Chromosomes: agents of history and destiny

normal male karyotype

There are thought to be about 40,000 genes in a kind of genetic soup in the nucleus of each human cell. Genes control everything, and they all interact. Some genes serve to inhibit, suppress, or repress the actions of other genes, and other try to identify and repair genetic and metabolic errors. There are factors that activate or hide genes, and there are genes that change the speed or liklihood of specific chemical interactions.

 

Making a healthy little person is an amazingly complex process!
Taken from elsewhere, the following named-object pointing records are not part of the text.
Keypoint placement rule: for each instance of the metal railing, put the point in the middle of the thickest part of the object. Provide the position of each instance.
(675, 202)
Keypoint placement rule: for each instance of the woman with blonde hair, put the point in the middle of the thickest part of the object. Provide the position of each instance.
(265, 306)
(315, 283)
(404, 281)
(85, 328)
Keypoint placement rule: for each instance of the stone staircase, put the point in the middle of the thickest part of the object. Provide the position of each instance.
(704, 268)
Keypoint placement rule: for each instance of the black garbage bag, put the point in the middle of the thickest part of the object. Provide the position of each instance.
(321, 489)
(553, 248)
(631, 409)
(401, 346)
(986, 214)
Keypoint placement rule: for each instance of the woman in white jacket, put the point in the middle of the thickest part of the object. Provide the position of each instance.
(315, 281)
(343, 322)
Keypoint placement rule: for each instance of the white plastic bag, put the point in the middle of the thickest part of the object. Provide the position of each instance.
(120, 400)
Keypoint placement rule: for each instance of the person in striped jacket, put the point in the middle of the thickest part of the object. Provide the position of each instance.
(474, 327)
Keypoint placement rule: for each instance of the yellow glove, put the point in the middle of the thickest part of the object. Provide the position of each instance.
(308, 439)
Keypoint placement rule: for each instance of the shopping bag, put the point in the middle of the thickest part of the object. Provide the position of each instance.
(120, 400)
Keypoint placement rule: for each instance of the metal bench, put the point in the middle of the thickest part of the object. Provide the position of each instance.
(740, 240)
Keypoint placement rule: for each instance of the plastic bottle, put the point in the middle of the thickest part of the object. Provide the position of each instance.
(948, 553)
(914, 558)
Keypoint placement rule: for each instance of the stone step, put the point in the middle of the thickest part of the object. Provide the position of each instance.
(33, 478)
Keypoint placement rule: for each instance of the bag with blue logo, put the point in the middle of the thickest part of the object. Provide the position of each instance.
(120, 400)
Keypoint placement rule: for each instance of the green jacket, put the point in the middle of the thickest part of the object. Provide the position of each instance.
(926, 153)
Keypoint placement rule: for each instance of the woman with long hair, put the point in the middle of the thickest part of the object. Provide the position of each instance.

Before cells can divide, genes come together into 23 couples - chromosome pairs. The DNA sequences comprising genes always go to the same location of a particular chromosome, which for convenience are numbered from biggest (1 - most genetic material) to to smallest (22) plus the sex chromosomes (XX female, XY male). Eggs (ova) from Mom and sperm from Dad are special cells that contain a single set of 23 chromosomes. Conception completes the chromosome set and cell replication and differentiation begins: chromosome pairs separate and move to opposite sides of the nucleus, the entire cell divides into two new cells. iThe process repeats. As moe and more cells accumulate, genes in each region turn on or off, which is how individual organs and tissues form, eventhough each cell has the same genetic chromosome set.

great imaging underlies effective prenatal evaluation

If a pair of chromosomes do not separate cleanly then, after division, one cell will have too many chromosomes, and the other will have too few. When the problem happens during the first few cell divisions, the essentially all of the cells of the embryo will be abnormal. When the problem happens after many cell divisions, then only a portion of the cells of the mbryo will be abnormal. This is referred to as a "mosaic", and the clinical severity of the problem may be less. Examples of these commonly occurring problems of chromosome number are Down's Syndrome (extra chromosome or 'trisomy' #21) and Turner's Syndrome (sinngle or 'monosomy' X). 'Karyotyping' is the name for the microscopic technique that identifies each chromosome in a cell. By looking at the band pattern of chromosomes, additional problems can be identified in which there has been a or rearrangement of gene sequences.